Three years ago, Illinois became the 36th state to have limits on medical damage awards. This has been a very good thing for the people of Illinois, who were losing physicians in droves, because they could save $100,000 a year in malpractice insurance simply by moving to one of the surrounding states that had caps on damages. The limits were reasonable: $500k against physicians, $1 million against hospitals — on awards for pain and suffering. The patients were still protected, but excessive awards became a thing of the past. Specialists who had been avoiding risky procedures were once again safe to practice medicine that had the patient’s best interest at heart.
Now a Whistleblower trial lawyer, hoping to make money via the Qui Tam, is challenging that legislation in the Illinois Supreme Court. The courts have struck down laws with similar intent before, both in 1976 and in 1997. This time, lawmakers hoped to avoid this by limiting the law to excessive damage judgements, but the Whistleblowers are still claiming that the law oversteps the mandate of the legislative branch by keeping judges from policing against excessive awards. The argument seems weak, but it leaves Illinois out on the ledge again, while we wait to hear the Supreme Court’s decision.

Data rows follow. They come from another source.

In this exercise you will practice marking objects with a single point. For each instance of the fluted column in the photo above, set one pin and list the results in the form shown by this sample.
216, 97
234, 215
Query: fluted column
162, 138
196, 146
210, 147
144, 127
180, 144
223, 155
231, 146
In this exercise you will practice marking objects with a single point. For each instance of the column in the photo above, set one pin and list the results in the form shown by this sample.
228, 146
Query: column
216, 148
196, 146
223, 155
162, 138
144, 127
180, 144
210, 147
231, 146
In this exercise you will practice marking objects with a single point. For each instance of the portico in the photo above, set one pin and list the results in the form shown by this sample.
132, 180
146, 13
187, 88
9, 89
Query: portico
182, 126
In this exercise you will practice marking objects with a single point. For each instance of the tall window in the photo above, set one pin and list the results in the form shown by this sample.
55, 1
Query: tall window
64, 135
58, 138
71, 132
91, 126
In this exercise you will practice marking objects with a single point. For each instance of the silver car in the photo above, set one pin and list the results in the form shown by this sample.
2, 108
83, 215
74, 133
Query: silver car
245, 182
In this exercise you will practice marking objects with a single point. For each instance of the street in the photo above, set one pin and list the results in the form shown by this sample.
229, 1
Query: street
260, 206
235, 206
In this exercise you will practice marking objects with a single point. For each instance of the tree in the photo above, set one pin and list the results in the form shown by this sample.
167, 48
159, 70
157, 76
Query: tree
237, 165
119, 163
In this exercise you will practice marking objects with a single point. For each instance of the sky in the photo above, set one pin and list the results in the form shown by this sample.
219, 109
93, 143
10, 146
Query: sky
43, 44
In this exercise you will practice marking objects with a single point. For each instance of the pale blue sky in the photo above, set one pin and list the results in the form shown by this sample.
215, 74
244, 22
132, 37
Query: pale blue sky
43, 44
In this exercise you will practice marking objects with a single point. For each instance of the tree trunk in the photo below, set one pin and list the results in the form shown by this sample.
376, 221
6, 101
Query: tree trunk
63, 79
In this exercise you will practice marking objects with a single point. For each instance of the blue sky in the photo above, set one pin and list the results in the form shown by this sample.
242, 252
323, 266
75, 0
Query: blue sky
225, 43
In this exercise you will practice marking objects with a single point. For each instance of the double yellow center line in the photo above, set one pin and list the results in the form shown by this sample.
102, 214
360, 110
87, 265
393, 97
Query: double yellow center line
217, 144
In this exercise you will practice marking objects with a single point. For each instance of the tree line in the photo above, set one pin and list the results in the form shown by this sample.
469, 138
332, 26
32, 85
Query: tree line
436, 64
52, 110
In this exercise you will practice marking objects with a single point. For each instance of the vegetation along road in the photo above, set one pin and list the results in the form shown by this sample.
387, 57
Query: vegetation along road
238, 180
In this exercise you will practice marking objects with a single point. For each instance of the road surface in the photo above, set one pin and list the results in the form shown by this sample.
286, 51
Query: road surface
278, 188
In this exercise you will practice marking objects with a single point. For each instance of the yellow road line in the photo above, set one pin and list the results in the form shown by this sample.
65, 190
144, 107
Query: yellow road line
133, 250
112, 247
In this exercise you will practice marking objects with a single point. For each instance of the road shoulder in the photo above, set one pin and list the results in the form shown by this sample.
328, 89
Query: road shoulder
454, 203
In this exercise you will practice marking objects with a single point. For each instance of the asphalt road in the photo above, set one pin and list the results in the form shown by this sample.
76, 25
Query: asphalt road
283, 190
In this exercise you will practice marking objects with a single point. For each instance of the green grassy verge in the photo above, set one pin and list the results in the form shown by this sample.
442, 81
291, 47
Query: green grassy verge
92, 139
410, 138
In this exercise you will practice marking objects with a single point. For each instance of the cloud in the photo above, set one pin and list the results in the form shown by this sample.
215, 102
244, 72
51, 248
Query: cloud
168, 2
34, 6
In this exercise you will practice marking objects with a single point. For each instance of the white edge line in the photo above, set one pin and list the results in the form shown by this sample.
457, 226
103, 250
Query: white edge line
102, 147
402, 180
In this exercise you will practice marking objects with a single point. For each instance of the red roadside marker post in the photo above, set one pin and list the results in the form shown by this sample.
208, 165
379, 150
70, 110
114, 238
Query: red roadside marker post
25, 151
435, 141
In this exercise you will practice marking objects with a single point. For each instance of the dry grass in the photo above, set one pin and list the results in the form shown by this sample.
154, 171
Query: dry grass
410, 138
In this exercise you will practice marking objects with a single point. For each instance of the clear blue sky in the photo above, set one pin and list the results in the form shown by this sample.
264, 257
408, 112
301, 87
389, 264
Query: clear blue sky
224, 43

This law is a good thing for everyone; the medical profession, the facilities, the doctors, but mostly the patients, who will lose their best care providers if the Illinois State Supreme Court overturns this sensible legislation. Let us hope that the examples set by the other states’ legislatures will be enough to convince the courts to leave well enough alone, to hold the legislators and the best interest of the public good above that of a greedy law firm.